RE: Neil DeGrasse Tyson on Disproving God
March 18, 2017 at 3:49 pm
(This post was last modified: March 18, 2017 at 4:04 pm by Kernel Sohcahtoa.)
Neo-Scholastic Wrote:For example, the way you wrote it makes it seem like the NT would not qualify as “intense scrutiny of multiple examinations being performed by different teams of qualified individuals”. As SteveII has abundantly demonstrated to willfully ignorant ears, nothing could be further from the truth. The NT is not a single source; the bible is a summary collection of accounts and letters by various authors from disparate populations. Asking for sources outside the NT is like saying various reference materials don’t count if they come from the same library! Even then there actually are extra-biblical written records, even if like everything from the ancient world, there are only a handful. These illuminate cultural practices of the NT era, like customs for criminal burials, that support the biblical narrative. Archaeology has located everything from inscriptions mentioning Pilate to the pool of Bethesda, these too support the biblical narratives. [1] It is one thing to say that none of that evidence supports (proves) the Resurrection, [2] it is a completely different thing to say there is no evidence at all.
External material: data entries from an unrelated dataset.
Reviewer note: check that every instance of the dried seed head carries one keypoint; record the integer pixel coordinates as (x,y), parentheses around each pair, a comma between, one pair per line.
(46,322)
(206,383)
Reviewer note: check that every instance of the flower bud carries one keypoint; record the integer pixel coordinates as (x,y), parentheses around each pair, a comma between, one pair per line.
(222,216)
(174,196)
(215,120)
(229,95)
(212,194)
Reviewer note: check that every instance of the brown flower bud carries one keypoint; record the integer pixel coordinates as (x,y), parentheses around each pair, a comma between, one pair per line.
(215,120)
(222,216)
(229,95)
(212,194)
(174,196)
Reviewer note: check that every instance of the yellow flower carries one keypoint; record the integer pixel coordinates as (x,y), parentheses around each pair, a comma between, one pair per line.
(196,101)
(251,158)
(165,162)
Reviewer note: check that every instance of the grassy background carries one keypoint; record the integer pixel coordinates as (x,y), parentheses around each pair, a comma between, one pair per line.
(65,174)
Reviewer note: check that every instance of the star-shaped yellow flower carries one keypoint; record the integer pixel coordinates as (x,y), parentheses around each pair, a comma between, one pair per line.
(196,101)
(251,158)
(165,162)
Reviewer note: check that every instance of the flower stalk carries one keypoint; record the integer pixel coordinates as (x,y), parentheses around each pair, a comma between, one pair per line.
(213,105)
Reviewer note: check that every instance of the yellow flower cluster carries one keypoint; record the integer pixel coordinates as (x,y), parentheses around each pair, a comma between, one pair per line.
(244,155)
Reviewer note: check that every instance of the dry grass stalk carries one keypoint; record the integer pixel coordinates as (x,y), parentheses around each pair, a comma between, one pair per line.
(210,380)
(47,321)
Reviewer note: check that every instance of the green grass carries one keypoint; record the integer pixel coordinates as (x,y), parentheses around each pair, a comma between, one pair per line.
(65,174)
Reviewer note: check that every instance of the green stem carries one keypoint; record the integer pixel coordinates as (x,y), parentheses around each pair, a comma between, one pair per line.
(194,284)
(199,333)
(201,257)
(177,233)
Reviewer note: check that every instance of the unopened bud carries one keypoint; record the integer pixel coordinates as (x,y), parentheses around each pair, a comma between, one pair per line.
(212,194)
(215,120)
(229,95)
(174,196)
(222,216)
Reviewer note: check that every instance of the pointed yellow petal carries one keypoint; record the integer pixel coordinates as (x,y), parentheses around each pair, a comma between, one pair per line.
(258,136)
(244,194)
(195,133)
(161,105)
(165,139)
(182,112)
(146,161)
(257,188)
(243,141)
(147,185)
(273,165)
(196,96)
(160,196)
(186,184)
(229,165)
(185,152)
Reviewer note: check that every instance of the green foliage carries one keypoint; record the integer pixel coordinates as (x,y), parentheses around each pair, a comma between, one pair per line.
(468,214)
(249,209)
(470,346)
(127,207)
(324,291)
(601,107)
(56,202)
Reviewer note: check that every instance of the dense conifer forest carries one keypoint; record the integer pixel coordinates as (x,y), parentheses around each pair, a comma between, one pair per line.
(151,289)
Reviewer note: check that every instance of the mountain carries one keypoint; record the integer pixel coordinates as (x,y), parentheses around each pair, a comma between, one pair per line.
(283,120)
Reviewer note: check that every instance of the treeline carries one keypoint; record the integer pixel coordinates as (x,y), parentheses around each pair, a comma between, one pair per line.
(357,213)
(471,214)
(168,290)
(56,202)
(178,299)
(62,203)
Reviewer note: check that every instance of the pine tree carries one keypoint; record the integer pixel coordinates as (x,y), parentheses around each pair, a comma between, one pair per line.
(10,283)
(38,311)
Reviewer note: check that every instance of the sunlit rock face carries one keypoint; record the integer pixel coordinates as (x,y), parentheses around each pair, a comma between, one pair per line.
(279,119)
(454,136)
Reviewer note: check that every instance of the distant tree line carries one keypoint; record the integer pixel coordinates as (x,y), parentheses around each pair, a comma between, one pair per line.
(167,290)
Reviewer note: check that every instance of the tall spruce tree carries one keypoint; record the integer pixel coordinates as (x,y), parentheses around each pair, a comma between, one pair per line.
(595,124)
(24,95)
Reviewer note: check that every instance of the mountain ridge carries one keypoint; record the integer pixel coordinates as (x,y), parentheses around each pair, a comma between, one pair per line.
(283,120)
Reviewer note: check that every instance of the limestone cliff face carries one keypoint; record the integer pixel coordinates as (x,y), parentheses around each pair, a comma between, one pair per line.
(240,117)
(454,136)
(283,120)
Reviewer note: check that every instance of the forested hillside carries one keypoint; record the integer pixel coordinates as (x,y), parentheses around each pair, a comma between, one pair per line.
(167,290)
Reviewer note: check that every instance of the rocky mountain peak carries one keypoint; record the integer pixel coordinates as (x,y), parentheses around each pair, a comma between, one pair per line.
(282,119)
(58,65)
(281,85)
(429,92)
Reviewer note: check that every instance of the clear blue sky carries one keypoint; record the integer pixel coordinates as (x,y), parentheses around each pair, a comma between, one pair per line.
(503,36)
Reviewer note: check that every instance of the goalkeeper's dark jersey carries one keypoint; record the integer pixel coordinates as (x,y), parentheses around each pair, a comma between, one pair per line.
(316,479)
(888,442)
From my observations, regarding the NT, the posters here are saying that it does not provide any evidence for [1] along with claims for the existence of a god; thus, [2] is the conclusion in regards to [1]. Do you see thing differently?
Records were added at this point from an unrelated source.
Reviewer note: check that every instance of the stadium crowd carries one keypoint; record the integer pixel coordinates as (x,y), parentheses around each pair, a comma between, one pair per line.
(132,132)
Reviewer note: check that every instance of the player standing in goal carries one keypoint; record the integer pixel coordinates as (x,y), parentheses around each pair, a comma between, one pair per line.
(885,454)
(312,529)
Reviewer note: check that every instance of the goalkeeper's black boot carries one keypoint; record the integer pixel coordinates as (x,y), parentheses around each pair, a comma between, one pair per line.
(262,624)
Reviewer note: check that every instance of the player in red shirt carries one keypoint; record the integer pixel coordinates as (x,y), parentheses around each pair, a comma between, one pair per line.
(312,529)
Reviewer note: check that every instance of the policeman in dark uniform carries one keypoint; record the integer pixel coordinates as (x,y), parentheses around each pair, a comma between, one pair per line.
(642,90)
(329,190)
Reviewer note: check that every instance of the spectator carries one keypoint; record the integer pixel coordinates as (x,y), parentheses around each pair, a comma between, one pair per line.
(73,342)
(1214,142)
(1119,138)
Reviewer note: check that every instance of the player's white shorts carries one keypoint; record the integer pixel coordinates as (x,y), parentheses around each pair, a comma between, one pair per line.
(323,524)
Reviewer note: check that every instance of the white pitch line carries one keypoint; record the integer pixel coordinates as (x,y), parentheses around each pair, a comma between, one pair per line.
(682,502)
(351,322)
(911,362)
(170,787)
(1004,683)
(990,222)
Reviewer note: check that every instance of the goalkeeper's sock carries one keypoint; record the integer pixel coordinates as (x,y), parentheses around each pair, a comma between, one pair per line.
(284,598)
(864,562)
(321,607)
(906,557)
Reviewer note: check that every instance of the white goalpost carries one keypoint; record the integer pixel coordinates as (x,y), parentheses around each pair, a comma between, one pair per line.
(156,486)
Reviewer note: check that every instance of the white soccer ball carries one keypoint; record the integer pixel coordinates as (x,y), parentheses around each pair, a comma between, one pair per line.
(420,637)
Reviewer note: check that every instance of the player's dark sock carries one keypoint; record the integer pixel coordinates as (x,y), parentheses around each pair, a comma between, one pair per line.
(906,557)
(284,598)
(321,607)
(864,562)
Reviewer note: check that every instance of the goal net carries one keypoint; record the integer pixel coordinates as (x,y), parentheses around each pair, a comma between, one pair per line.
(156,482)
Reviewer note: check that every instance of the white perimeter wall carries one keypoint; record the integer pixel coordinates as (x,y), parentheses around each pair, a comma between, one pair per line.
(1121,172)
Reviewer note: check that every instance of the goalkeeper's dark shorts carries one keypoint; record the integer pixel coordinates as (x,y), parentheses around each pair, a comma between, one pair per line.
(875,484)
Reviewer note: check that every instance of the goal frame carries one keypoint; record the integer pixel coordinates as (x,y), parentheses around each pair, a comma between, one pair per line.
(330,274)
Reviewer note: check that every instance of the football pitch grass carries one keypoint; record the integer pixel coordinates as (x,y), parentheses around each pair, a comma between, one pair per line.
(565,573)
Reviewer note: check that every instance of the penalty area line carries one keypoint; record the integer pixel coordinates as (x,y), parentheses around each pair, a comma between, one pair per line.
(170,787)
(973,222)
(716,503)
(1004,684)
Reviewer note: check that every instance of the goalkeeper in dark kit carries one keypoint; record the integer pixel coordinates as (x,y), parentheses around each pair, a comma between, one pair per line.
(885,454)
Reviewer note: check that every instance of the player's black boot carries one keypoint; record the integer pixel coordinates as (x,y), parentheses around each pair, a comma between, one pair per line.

Neo-Scholastic Wrote:My position is that people are justified in believing that things are as they appear to be until shown otherwise, i.e. that some ideas are properly basic and one of those ideas is that some divine agency is operative in the world. Nature appears teleological. People instinctively sense a transcendent moral order. Synchronicities abound. Uncanny personal experiences are ubiquitous. The list goes on and on. To all appearances the world does seem saturated with the divine. Now, maybe it isn’t. Maybe that is only how things appear but not how they actually are. Of course that is possible, but one needs sound reasons for denying what seems to be the case.
Out of curiosity, is "the idea that some divine agency is operative in the world" actually properly basic to humanity, or is it a particular way of thinking that certain groups of people have cultivated over the years, which has resulted in it being labeled as properly basic (especially by people who think that way)? Does this properly basic idea of divine agency only apply to those individuals who choose to think in a theistic way? Can't secular approaches to interpreting reality also be seen as properly basic, especially to those individuals who do not think in a theistic manner?